The present study showed that oral self-care was more difficult when the DTD period was shorter. Oral self-care was inadequate in roughly half of the long group patients, but this had increased to more than three quarters in the short group. Among this group, insufficient oral self-care was significantly increased along with the appearance of dry mouth and bleeding spots. This suggests that an incapability of oral self-care is a primary indicator for oral care intervention by care givers.

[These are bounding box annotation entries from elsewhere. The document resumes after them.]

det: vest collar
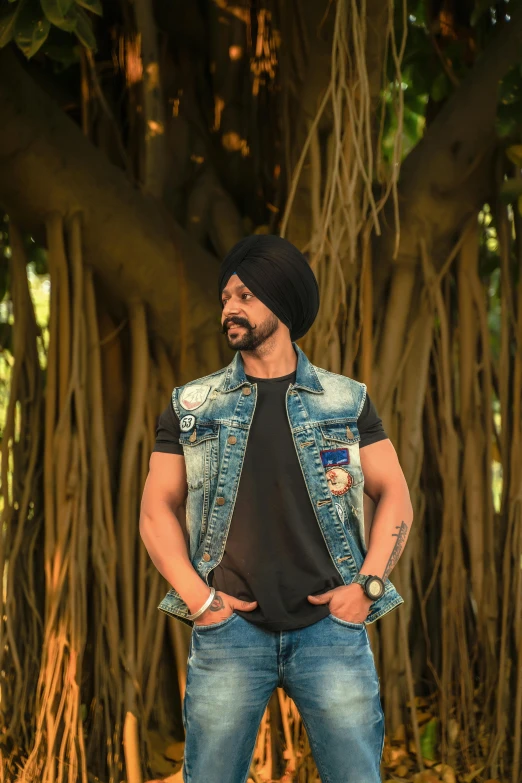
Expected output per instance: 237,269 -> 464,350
220,343 -> 324,394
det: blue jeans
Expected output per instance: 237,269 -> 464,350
183,613 -> 384,783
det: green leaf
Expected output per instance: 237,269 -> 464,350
0,0 -> 24,49
41,0 -> 77,33
421,718 -> 438,761
500,179 -> 522,202
74,10 -> 96,50
75,0 -> 103,16
14,0 -> 51,59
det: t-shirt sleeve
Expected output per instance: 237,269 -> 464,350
152,403 -> 183,455
357,394 -> 388,449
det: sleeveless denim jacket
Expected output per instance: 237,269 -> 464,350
158,343 -> 403,624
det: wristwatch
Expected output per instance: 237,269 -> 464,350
352,574 -> 384,601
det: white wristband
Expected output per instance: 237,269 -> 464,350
187,587 -> 216,620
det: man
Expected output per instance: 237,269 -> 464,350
140,236 -> 413,783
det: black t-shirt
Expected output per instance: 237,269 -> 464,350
154,372 -> 387,631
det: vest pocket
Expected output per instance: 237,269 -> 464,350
319,419 -> 364,486
179,422 -> 219,492
320,419 -> 361,446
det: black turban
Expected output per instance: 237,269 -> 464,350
219,234 -> 319,341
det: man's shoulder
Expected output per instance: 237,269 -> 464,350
172,367 -> 227,414
314,364 -> 366,415
313,364 -> 366,391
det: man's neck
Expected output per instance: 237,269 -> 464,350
241,340 -> 297,378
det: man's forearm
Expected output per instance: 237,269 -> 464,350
361,487 -> 413,579
140,504 -> 209,613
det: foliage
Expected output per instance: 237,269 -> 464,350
0,0 -> 102,59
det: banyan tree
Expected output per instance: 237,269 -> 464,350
0,0 -> 522,783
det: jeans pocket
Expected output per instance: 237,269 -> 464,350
328,613 -> 364,631
192,612 -> 239,633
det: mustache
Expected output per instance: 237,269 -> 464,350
223,316 -> 256,334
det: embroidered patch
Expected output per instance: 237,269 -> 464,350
179,383 -> 210,411
321,449 -> 350,468
326,468 -> 353,497
179,414 -> 196,432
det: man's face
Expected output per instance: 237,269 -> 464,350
221,275 -> 279,351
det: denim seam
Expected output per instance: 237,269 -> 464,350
243,694 -> 272,783
296,705 -> 331,783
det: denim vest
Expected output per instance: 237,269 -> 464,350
158,343 -> 403,624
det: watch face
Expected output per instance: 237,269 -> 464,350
366,579 -> 384,598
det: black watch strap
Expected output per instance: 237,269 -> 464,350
352,574 -> 384,601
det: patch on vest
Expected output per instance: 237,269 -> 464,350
326,468 -> 353,497
321,449 -> 350,468
179,414 -> 196,432
179,383 -> 210,411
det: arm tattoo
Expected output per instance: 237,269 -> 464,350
384,522 -> 408,579
208,595 -> 225,612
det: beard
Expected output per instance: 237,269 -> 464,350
223,315 -> 279,351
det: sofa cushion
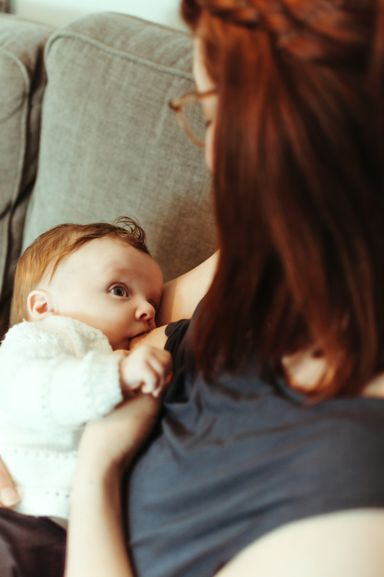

This study has several limitations. Since it was retrospective in design and used clinical oral assessment sheets, intra- and inter-observer reliability could not be verified. However, as most assessment items were binomial, we believe that reliability was relatively high as compared with ordinal or numerical scoring systems. Second, we evaluated dryness of the mouth by observation and not by patient-reported outcome. Ideally, xerostomia should be detected by an observer and confirmed by a validation questionnaire that describes the symptom from the patient’s perspective [4]. Third, oral assessment was basically performed by visual observation of the mucosa without any fungal, bacterial, or viral cultures. In future prospective studies, more precise oral assessment will be needed to evaluate changes in oral symptoms in terminally ill patients.

In conclusion, adverse oral symptoms may not be clearly evident in palliate care patients having a long DTD period. However, these symptoms gradually appear with disease progression. To prevent the deterioration of oral condition and eating abilities, continuous assessment of key clinical signs, such as inadequate oral self-care, dry mouth, and bleeding spots, and prompt intervention are necessary. As this preliminary study was conducted at only one cross-sectional data time point during admission into the palliative care unit, further study is needed to characterize the timing of changes in oral symptoms and accompanying declines in ADL and QOL in terminal patients.